Court Opinion

ID: 4662734
Source: CourtListenerOpinion
Date Created: 2021-02-25 09:15:41.773974+00
Date Added: 2024-06-11T08:02:23.556348
License: Public Domain

In The
                              Court of Appeals
                     Seventh District of Texas at Amarillo

                                    No. 07-19-00245-CR

                           AUGUSTIN PINEDA, APPELLANT

                                            V.

                          THE STATE OF TEXAS, APPELLEE

                          On Appeal from the 100th District Court
                                     Hall County, Texas
                  Trial Court No. 3696, Honorable Stuart Messer, Presiding

                                   February 24, 2021
                            MEMORANDUM OPINION
                     Before QUINN, C.J., and PARKER and DOSS, JJ.

      Appellant, Augustin Pineda, appeals the trial court’s judgment convicting him of

aggravated assault with a deadly weapon. After accepting a guilty plea and following the

plea agreement, the trial court placed appellant on six years’ deferred adjudication

probation. Subsequently, the State moved the trial court to adjudicate appellant’s guilt in

the cause. After a hearing on the motion and accepting appellant’s plea of true to all

allegations found in the State’s motion to adjudicate guilt, the trial court found that

appellant violated conditions of his probation and adjudicated him guilty.        Then, it

sentenced him to eighteen years in prison. Appellant now appeals.
       Appellant’s counsel has filed a motion to withdraw together with an Anders1 brief.
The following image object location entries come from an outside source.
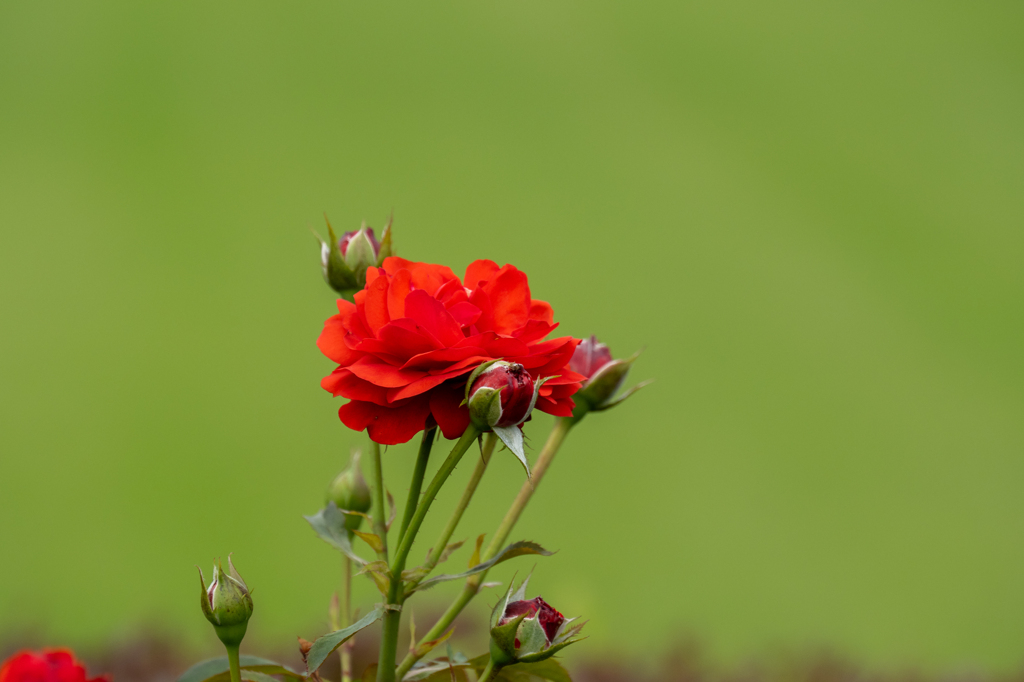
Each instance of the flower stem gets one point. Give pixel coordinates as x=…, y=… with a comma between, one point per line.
x=555, y=439
x=392, y=616
x=346, y=619
x=474, y=480
x=232, y=663
x=380, y=520
x=417, y=485
x=435, y=485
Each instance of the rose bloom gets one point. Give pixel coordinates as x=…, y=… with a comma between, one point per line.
x=406, y=347
x=47, y=666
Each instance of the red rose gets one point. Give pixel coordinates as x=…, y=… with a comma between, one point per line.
x=47, y=666
x=415, y=333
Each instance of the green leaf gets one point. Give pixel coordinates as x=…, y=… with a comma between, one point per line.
x=512, y=437
x=371, y=539
x=520, y=548
x=326, y=645
x=546, y=670
x=218, y=667
x=329, y=524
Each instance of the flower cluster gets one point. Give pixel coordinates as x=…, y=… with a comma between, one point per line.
x=407, y=345
x=418, y=348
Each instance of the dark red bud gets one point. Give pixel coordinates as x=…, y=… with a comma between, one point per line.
x=347, y=237
x=517, y=390
x=551, y=620
x=590, y=356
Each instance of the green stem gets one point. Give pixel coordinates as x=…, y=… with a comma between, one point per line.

Through those documents, she certifies to the Court that, after diligently searching the

record, the appeal is without merit. Accompanying the brief and motion is a copy of a

letter sent by counsel to appellant informing the latter of counsel’s belief that there is no

reversible error and of appellant’s right to file a pro se response to counsel’s Anders brief.

So too did counsel provide appellant with a copy of the clerk’s and reporter’s records,

according to the letter. By letter dated November 21, 2019, this Court notified appellant

of his right to file his own brief or response by December 23, 2019, if he wished to do so.

On December 30, 2019, after receiving an opportunity to respond to counsel’s Anders

brief, appellant filed with this Court a letter wherein he requested “an extension of time to

file [a] Petition for Discretionary Review.”

       In compliance with the principles enunciated in Anders, appellate counsel

discussed potential areas for appeal. They concerned 1) sufficiency of the evidence to

support revocation and 2) disproportionate sentencing. However, she then explained why

the issues lacked merit. We conducted our own review of the record to uncover arguable

error. This was done per In re Schulman, 252 S.W.3d 403 (Tex. Crim. App. 2008), and

Stafford v. State, 813 S.W.2d 503 (Tex. Crim. App. 1991) (en banc). No arguable issues

were discovered.

       Accordingly, the motion to withdraw is granted, and the judgment is affirmed.2

                                                                      Per Curiam

Do not publish.

       1   See Anders v. California, 386 U.S. 738, 744–45, 87 S. Ct. 1396, 18 L. Ed. 2d 493 (1967).

       2   Appellant has the right to file a petition for discretionary review with the Court of Criminal Appeals.